Adina Williams is a postdoctoral researcher in the Facebook Artificial Intelligence Research (FAIR) Group in New York City. She received her PhD in Linguistics under the supervision of Liina Pylkkänen in 2018 from New York University, where she also contributed to the Machine Learning for Language Laboratory in the Center for Data Science with the support of Sam Bowman. Prior to that, she received an MA in Linguistics from Michigan State University, and two BS, one in Mandarin Chinese and one in Molecular Neuroscience, from the University of Michigan. Her research focuses on cognitive scientific approaches to the study of linguistic meaning, particularly compositional meaning mediated by syntactic and morphological structure. Her recent research topics include the neural basis of argument structure and plurality, understanding inherent biases in deep neural networks, natural language inference (benchmark datasets, cross-lingual NLI, and NLI as an task), and idiosyncrasies in meaning in morphological and grammatical systems across languages. -
Janet Pierrehumbert (Oxford)
Title: Plausible Morphology
Abstract: Productive word-formation patterns are the dominant source of rare and novel words in language. These patterns include inflectional morphology, derivational morphology, and compounding. While computational morphology has made impressive progress, rare and novel words continue to be a bigger challenge for NLP systems than for humans. Thus, it is worth thinking about how current computational algorithms compare to what humans do in acquiring and using a robust and adaptable lexical system. In this talk, I will discuss some characteristics of current algorithms that are cognitively plausible, quite likely being reasons they succeed as well as they do. I will also discuss some problems that must be addressed to create even more plausible algorithms in the future.

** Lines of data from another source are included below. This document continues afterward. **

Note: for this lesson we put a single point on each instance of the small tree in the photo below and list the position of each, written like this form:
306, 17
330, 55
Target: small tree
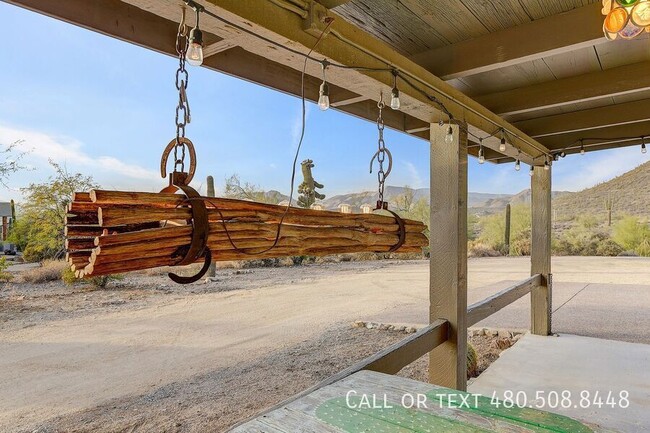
234, 188
9, 160
404, 201
39, 230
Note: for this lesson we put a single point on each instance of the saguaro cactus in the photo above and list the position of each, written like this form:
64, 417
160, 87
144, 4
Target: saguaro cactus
507, 234
212, 271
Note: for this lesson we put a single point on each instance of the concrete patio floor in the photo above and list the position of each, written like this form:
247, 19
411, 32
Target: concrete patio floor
540, 366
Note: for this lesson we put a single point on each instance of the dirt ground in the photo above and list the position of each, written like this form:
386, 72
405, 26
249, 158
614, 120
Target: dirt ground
148, 355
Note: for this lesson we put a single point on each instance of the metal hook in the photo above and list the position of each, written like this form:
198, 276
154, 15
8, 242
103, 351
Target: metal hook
390, 161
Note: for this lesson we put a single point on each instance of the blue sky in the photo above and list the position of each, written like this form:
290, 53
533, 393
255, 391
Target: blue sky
106, 108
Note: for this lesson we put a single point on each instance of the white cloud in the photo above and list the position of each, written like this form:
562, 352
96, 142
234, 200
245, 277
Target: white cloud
415, 178
41, 147
579, 172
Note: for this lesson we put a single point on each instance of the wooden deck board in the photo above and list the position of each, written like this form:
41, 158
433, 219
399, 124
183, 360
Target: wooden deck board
369, 401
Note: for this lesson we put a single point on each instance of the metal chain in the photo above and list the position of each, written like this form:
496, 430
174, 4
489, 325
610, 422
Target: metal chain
381, 152
183, 116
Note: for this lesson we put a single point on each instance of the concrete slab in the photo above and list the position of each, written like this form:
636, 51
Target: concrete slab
539, 367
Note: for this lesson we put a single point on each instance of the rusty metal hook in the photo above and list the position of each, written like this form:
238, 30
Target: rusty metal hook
390, 161
183, 141
200, 230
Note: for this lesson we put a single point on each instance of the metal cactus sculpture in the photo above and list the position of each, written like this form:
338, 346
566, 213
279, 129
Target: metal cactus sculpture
307, 189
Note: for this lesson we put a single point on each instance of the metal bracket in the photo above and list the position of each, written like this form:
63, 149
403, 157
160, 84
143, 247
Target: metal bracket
317, 19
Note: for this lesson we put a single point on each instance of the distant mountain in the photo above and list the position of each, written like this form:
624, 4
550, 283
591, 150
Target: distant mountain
476, 200
629, 192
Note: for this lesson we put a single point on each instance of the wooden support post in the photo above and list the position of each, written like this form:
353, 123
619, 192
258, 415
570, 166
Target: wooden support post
507, 234
212, 271
540, 297
448, 263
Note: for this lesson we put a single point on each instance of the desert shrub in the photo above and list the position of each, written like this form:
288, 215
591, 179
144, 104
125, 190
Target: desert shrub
38, 232
49, 270
472, 361
102, 281
634, 235
521, 246
609, 247
583, 240
68, 277
5, 276
493, 227
479, 249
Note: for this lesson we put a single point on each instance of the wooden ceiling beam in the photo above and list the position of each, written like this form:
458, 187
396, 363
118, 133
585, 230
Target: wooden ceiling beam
590, 119
609, 134
143, 28
331, 4
618, 81
154, 24
568, 31
345, 44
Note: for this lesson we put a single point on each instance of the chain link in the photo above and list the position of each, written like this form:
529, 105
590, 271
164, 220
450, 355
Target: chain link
381, 152
182, 117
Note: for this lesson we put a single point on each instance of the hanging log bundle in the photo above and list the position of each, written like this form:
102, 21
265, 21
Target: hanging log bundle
113, 232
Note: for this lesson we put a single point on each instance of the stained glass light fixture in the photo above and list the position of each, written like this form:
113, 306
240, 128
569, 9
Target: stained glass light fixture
626, 18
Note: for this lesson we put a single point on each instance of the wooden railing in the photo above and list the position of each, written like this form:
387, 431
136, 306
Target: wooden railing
487, 307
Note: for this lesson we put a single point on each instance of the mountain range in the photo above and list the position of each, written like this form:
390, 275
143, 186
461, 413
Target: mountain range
630, 193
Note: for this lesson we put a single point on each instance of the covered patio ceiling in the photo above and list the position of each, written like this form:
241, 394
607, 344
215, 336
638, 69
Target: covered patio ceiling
540, 69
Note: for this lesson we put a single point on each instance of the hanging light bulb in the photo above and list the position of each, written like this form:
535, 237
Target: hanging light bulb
518, 162
394, 99
502, 145
195, 48
449, 138
324, 92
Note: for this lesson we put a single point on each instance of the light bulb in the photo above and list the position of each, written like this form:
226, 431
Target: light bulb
449, 138
394, 100
194, 53
502, 145
324, 97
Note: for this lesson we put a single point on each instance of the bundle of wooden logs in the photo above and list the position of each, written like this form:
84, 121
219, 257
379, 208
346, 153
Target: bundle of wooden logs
111, 232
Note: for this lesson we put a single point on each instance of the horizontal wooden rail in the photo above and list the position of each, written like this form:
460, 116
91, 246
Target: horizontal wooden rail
390, 360
487, 307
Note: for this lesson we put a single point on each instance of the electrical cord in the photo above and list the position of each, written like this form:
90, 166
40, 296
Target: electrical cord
293, 167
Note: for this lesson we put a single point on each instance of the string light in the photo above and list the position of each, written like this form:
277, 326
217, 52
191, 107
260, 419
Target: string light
394, 99
481, 156
502, 145
518, 163
195, 48
449, 138
324, 92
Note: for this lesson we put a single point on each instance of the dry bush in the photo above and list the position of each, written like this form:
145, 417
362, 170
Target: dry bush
479, 249
49, 270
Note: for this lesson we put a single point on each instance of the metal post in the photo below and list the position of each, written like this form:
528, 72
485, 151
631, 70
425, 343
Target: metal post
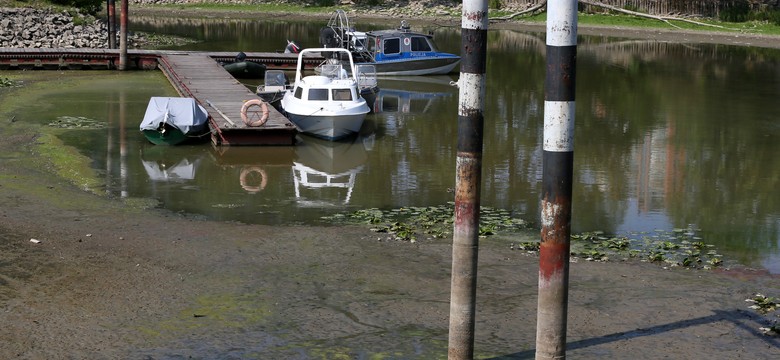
465, 239
557, 160
111, 7
123, 37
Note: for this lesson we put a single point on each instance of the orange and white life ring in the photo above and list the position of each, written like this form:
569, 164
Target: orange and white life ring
247, 175
254, 117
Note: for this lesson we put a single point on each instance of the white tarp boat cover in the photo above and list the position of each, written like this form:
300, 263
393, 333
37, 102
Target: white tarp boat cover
183, 113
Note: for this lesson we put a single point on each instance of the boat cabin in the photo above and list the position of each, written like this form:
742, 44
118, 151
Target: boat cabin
333, 84
399, 43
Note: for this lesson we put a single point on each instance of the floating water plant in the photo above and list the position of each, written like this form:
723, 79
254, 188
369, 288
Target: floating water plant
409, 223
762, 303
77, 122
6, 82
673, 248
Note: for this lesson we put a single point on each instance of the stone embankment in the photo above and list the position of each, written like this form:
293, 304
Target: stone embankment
35, 28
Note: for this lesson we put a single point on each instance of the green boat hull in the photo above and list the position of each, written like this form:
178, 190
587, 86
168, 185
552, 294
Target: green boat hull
170, 135
246, 69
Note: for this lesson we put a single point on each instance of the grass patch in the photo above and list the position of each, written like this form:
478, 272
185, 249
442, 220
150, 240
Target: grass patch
68, 163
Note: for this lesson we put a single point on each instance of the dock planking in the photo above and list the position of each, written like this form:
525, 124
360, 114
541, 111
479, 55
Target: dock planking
193, 74
199, 76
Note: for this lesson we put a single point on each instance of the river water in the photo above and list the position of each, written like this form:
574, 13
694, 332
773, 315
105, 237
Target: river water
668, 136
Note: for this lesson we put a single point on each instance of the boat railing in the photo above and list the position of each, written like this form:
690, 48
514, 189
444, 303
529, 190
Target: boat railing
333, 71
366, 76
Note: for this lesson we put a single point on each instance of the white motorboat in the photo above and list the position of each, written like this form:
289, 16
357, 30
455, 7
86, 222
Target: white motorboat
327, 105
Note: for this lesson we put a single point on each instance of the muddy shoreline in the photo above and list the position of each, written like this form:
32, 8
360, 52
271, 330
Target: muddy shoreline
111, 280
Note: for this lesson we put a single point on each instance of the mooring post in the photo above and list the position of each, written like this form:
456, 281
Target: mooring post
111, 9
468, 177
557, 171
123, 37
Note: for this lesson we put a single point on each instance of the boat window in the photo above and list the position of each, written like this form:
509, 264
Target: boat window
342, 95
392, 46
420, 43
318, 94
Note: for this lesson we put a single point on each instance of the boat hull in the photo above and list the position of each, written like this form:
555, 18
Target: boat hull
246, 69
329, 127
412, 66
171, 135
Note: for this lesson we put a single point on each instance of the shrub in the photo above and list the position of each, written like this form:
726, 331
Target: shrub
737, 11
91, 7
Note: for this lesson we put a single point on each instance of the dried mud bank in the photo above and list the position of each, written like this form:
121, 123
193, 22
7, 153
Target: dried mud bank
109, 280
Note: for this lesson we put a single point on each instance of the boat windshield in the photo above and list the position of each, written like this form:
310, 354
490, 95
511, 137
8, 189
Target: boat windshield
334, 71
342, 95
420, 43
318, 94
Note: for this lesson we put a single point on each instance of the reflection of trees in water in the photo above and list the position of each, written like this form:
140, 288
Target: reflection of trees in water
656, 7
687, 119
249, 35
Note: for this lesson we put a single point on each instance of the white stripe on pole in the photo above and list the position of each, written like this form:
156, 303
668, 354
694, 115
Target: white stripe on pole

Janet B. Pierrehumbert is Professor of Language Modeling in the Department of Engineering Science, University of Oxford. Her MIT Ph.D thesis developed a model of the phonology and phonetics of English intonation. She was a Member of Technical Staff in Linguistics in and Artificial Intelligence at AT&T Bell Labs from 1982 to 1989, where she worked on algorithms for providing natural and expressive intonation in speech synthesis. After moving to Northwestern University in 1989, she turned to experimental and computational investigations of lexical systems. She moved to Oxford in 2015. Her current research focuses on how lexical systems can be acquired from statistical patterns in linguistic experience, how they are deployed in creating and processing new words, and how cognitive and social factors interact to determine lexical patterns in linguistic communities. She teaches the course on statistical NLP for social data scientists in Oxford’s new Social Data Science post-graduate program. Pierrehumbert is a Fellow of the Cognitive Science Society, the Linguistic Society of America, and the American Academy of Arts and Sciences. She was elected as a member of the US National Academy of Sciences in 2019.